Clemson’s staff made similar concessions, Falcinelli said, for two other Tigers in the MBA program, defensive back Kyle Cote and offensive lineman Pat Godfrey. For Falcinelli, taking a genuine interest in academics makes players want to succeed that much more on the football field. He proudly pointed out that Clemson entered the postseason with more athletes who had earned at least one degree (26) than any other bowl team this year.
“When we have the great leadership we have in our coaching staff, knowing that they’re there, they’ll fight for you, they want what’s best for us, it just makes us want to play that much more for them,” Falcinelli said.
The second of the two national titles proved more gratifying for Falcinelli.
The backup center behind Jay Guillermo for the Tigers’ 2016 national championship team, Falcinelli played a more prominent role on the 2018 Clemson team as a two-year starter at center. Also, the Tigers had to overcome some fairly turbulent times in late September, when Swinney decided to replace senior quarterback Kelly Bryant — he helped lead Clemson to the national semifinals last year — with highly touted freshman Trevor Lawrence.
Bryant decided on transferring out of the school, and Lawrence suffered a head injury in the first half of his first start against Syracuse. The Tigers found themselves trailing by 10 points in the fourth quarter, and another freshman quarterback, Chase Brice, led a come-from-behind win. Clemson scored the game-winning touchdown on a Travis Etienne 2-yard run with less than a minute left, but Falcinelli vividly recalls Brice’s 20-yard completion to Tee Higgins on fourth-and-6 during that drive.
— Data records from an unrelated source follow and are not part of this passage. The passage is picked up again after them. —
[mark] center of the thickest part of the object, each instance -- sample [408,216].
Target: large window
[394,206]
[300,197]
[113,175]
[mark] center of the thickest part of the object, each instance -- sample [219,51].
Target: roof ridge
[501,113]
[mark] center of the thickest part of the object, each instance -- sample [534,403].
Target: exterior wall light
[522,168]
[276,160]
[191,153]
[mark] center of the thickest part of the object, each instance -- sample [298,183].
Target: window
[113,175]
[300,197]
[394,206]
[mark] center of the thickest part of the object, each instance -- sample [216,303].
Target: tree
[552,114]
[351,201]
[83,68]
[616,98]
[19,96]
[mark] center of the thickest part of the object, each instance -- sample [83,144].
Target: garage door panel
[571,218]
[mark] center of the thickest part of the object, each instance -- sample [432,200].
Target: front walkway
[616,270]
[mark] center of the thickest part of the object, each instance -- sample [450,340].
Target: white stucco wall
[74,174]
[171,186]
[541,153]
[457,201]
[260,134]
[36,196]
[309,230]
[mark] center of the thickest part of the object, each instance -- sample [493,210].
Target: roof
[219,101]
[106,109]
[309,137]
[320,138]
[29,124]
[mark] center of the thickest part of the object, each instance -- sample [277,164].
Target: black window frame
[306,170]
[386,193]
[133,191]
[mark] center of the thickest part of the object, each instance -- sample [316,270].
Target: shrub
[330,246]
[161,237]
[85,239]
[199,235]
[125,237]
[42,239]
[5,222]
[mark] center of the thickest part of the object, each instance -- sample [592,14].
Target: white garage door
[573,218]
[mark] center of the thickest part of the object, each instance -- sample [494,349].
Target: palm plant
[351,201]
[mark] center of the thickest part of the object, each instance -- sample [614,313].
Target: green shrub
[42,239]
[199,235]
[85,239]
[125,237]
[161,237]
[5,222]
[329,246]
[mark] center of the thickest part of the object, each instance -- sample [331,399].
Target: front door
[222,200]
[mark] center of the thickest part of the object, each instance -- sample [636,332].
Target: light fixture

“That’s the moment that essentially saved the season,” Falcinelli said. “[After the game], we’re like, ‘All right, if we can get through that, we can pretty much do anything.’”
Throughout much of the season, Falcinelli heard encouraging words from Caldwell, someone the Middletown alum found hard to please during much of his time at Clemson. Falcinelli, Caldwell told him, could do well at the next level.
“Really knowing almost nothing about football coming in to learning so much, he was always tough,” Falcinelli said. “I think that was part of why I didn’t think I’d have a future in it.”
Often enough, Falcinelli believed he had done his job correctly during a rep in practice. Caldwell always had a different take.
“He’s always a stickler for perfection,” Caldwell said. “It’s always like, ‘Well, I blocked the right guy, but I didn’t take the right steps or I was [positioned] too high or my hands weren’t fit right. It was always those little things that pop up.”
But Falcinelli stuck with his craft, making big strides during his junior season, which earned him first-team All-ACC honors. For Falcinelli, it was a matter of gaining the experience needed that made him feel comfortable. As a result, “you play faster when you know what to expect and where to go.”
“Then when I figured it out, got it down, learned how to do it, [Caldwell] was always the person to tell me that I could make a career out of it if I kept going.”
Falcinelli said Clemson’s pro day, where Tigers will showcase their athletic skills, will take place in early March. Last week, he signed with agent Brett Tessler, who also represents his former Middletown teammate, Rick Leonard.
Falcinelli hopes to receive an invitation to the NFL combine, where many draft-eligible players will attempt to impress scouts from all 32 NFL teams by taking part in an assortment of drills that test athleticism, in addition to meeting with coaches and executives for short interviews.
Falcinelli recently spoke with Leonard about all of the work football players put in before the NFL draft, which takes place April 25-29 in Nashville. He said Leonard, now an NFL free agent, gave him some simple advice.
“A lot of it is on you,” Falcinelli said. “With the training how it is, you’re going to get out of it what you put into it. It doesn’t matter where you go or who trains you, but what you put into it is what you’ll get out of it.”